November 30, 2008 by Gay News  
Filed under Television

The number of well-known Hollywood actresses who are openly gay is so small you could fit them, pardon the expression, in a closet.

This month, comic Wanda Sykes boldly added herself to the list - motivated, she said at a rally in Las Vegas, by the passage of Proposition 8, which outlawed gay marriage in California.

Among the unions threatened by that development in the state, where same-sex marriages had for a short time been legal, is Sykes’ to another woman, who has not been identified in the mainstream media.

The news that Sykes had wed a female partner gave an extra comic kick to a recent episode of “The New Adventures of Old Christine” (7 p.m. Wednesdays, CBS), in which Sykes co-stars as Barb, the cynical, acerbic best friend of Julia Louis-Dreyfus’ title character.

In the episode, which aired right around the time of Sykes’ October wedding, Barb and Christine - both of them practicing heterosexuals - get married in order to protect the immigration status of Barb, who was born in the Bahamas. The characters make it clear it’s a marriage in name only.

Still, it makes me wonder: With Sykes out of the closet, could it be time for Barb to emerge from it, too?

If you’ve watched the show, maybe you’ve noticed that there’s a pronounced lack of chemistry between Barb and the men she’s dated. Despite the character’s lusty lines, she appears to be going through the motions, and going through them awkwardly at that.

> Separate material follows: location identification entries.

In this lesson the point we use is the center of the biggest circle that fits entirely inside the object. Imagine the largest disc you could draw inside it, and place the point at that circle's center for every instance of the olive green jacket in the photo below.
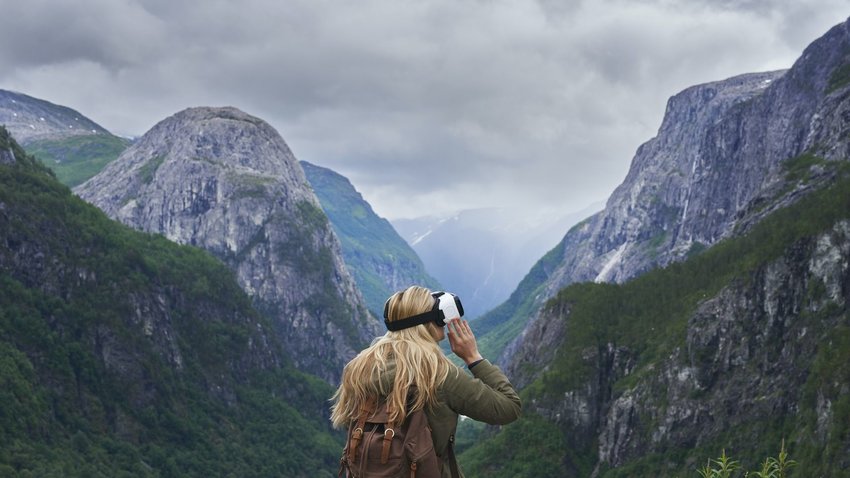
(486, 395)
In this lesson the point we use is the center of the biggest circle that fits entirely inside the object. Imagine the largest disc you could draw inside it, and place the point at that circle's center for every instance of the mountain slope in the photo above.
(75, 147)
(717, 166)
(737, 348)
(123, 354)
(378, 258)
(482, 254)
(225, 181)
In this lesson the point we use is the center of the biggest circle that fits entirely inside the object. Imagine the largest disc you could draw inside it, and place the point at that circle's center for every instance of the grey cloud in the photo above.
(534, 102)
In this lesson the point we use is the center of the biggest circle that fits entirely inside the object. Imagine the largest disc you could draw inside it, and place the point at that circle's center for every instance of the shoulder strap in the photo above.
(452, 459)
(366, 410)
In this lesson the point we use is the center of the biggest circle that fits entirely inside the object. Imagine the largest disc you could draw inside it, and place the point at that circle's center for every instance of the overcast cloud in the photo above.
(426, 106)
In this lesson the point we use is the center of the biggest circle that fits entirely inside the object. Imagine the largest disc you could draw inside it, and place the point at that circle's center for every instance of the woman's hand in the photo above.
(462, 341)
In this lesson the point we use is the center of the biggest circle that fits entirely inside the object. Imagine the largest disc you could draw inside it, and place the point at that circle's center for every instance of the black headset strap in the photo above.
(423, 318)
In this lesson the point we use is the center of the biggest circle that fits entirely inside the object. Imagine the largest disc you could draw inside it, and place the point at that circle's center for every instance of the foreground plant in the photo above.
(724, 466)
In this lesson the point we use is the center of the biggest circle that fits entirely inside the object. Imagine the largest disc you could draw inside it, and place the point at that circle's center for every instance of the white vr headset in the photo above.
(447, 306)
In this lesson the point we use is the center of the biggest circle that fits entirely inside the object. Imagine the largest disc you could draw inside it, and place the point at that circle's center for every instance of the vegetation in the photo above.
(369, 243)
(649, 316)
(725, 467)
(123, 354)
(78, 158)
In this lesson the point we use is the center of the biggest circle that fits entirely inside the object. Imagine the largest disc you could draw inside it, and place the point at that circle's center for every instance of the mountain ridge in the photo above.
(226, 181)
(379, 259)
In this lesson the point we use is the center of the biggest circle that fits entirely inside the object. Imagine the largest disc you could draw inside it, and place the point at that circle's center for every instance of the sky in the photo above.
(427, 106)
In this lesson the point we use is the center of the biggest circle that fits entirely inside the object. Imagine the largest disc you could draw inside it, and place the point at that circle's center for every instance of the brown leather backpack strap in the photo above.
(367, 409)
(389, 434)
(452, 459)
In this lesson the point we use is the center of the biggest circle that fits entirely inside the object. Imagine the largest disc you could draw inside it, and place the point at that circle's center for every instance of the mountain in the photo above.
(717, 165)
(482, 254)
(124, 354)
(736, 348)
(706, 307)
(226, 181)
(75, 147)
(378, 258)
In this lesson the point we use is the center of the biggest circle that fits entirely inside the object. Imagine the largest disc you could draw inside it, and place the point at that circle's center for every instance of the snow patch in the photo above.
(612, 262)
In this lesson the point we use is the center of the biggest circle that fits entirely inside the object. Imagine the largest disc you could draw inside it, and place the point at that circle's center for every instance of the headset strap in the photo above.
(423, 318)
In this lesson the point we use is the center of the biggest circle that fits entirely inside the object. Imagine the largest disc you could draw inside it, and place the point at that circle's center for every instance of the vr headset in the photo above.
(446, 306)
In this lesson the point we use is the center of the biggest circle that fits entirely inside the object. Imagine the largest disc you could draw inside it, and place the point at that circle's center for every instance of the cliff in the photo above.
(124, 354)
(225, 181)
(378, 258)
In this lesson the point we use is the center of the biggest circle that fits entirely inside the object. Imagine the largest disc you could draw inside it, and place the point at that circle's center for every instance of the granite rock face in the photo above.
(225, 181)
(717, 166)
(727, 155)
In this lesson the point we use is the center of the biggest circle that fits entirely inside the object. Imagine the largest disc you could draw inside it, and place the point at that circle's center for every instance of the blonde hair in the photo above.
(419, 362)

The awkwardness reminds me of the bad old days of “Ellen,” the sitcom that kept trying to make a straight woman out of Ellen DeGeneres before her own famous coming-out. Her character’s relationships with men, like Barb’s, generally had less sexual tension than the average car commercial.

Maybe I’m treading on dangerous ground here, suggesting that a lesbian actress can’t convincingly impersonate a straight character.

But the problem is more specific than that. Sykes, like DeGeneres - and for that matter, like Jerry Seinfeld and lots of other sitcom stars - is less a skilled character actor than a stand-up who essentially plays some version of herself. She did the same thing, less than successfully, in her own short-lived sitcom of 2003, “Wanda at Large,” which also cast her as a single woman with an eye out for guys.

I suspect that Sykes, who’s always been much funnier as a stand-up than an actress - even in her best TV part to date, as Larry David’s irascible neighbor on “Curb Your Enthusiasm” - might shine if she had a chance to play a character closer to her own heart.

But it’s hard to say whether that will ever happen. For all its supposed liberality, TV is pretty skittish about lesbians, on and off the screen.

It likes its girl-on-girl action hot and soapy, as in Showtime’s “The L-Word.” A less glamorous, more down-to-earth approach - the approach taken in the final, low-rated, post-coming-out season of “Ellen,” say - risks being labeled preachy, boring or worse.

Is old Christine ready for a sexually reawakened, woman-loving, out-of-the-closet best friend? I hope so, because old Barb could use some new adventures.